Probably the question anyone who writes about perfume gets most is to name your “Top 5 or 10 or 25” Perfumes of All-Time. For those of us who spend our time trying everything new we can get our nose on as well as find times for our favorites it is an impossible question. I usually say something like I have enough trouble naming my Top 25 for a given year much less the Top 25 ever. This elicits a mix of reactions but mostly disappointment that I can’t point them to the absolute best perfume in the world. Heck maybe I’m a little disappointed I can’t do it either. There is a different version of this question though which I have had an answer for since 2007, “What is your desert island fragrance?”
To me this is a much different query than name the best fragrances ever. When asked what I would want to wear on a desert island it means to me a fragrance that would not be boring as I wore it every day. A fragrance that would be comforting and energizing. A fragrance which would be an olfactory Friday to my Robinson Crusoe or Wilson to my Tom Hanks. A fragrance which would remind me why I wanted to get off the island. For me that fragrance is 2007’s Frapin Caravelle Epicee.
I learned about Caravelle Epicee one morning in 2007 when a Basenotes member “Two Roads” listed it as his Scent of the Day followed by the note list: coriander, cardamom, clove, cumin, nutmeg, allspice, thyme, gaiac wood, patchouli, sandalwood, amber, and tobacco. He generously sent me a sample and a few days later I would wear it for the first time but not the last time.
Jeanne-Marie Faugier
Jeanne-Marie Faugier is the perfumer under the Creative Direction of Frapin’s David Frossard. Caravelle Epicee translates to Spice Ship and I have always seen it as an olfactory landscape of the hold of a 17th Century Dutch East India Company ship just after it has unloaded its cargo after returning to its European port from a trip to the Indonesian Spice Islands. As you can tell from the list of notes above this is a veritable smorgasbord of spice. Mme Faugier is able to keep what could have been an unruly cacophony instead tuned to politeness with an almost genteel façade.
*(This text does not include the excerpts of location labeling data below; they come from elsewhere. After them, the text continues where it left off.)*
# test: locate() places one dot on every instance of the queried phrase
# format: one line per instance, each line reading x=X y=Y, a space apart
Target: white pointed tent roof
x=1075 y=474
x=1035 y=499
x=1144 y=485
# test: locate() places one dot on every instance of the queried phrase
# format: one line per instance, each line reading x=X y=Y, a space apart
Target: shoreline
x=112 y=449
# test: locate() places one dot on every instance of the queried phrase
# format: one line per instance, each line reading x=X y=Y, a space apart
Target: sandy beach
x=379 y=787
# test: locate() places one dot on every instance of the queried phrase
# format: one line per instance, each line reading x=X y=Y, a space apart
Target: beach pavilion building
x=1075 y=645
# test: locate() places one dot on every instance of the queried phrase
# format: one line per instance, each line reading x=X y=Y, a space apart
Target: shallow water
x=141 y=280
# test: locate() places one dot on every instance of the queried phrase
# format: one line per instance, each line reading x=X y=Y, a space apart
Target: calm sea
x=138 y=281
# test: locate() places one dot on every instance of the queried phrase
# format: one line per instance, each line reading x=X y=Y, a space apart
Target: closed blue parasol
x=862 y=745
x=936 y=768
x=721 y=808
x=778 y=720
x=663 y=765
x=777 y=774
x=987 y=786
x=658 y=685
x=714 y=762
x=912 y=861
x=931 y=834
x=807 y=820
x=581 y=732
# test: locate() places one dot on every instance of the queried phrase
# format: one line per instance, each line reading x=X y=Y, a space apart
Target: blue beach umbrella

This is why I describe it as standing in the hold after it has been unloaded because the spices seem to reach a certain level and then never get much more intense. After the spices there was obviously some tobacco also in the hold and then you smell the wood of the ship as the patchouli, gaiac, and sandalwood combine to give that accord. I also always get a tiny hint of an aquatic accord which captures the water just on the other side of the hull.
Caravelle Epicee has all-day longevity and average sillage.
There you have it and finally I have put this down in print so the next time I get asked this question I can just forward them this link.
Disclosure: this review is based on a bottle of Caravell Epicee that I purchased.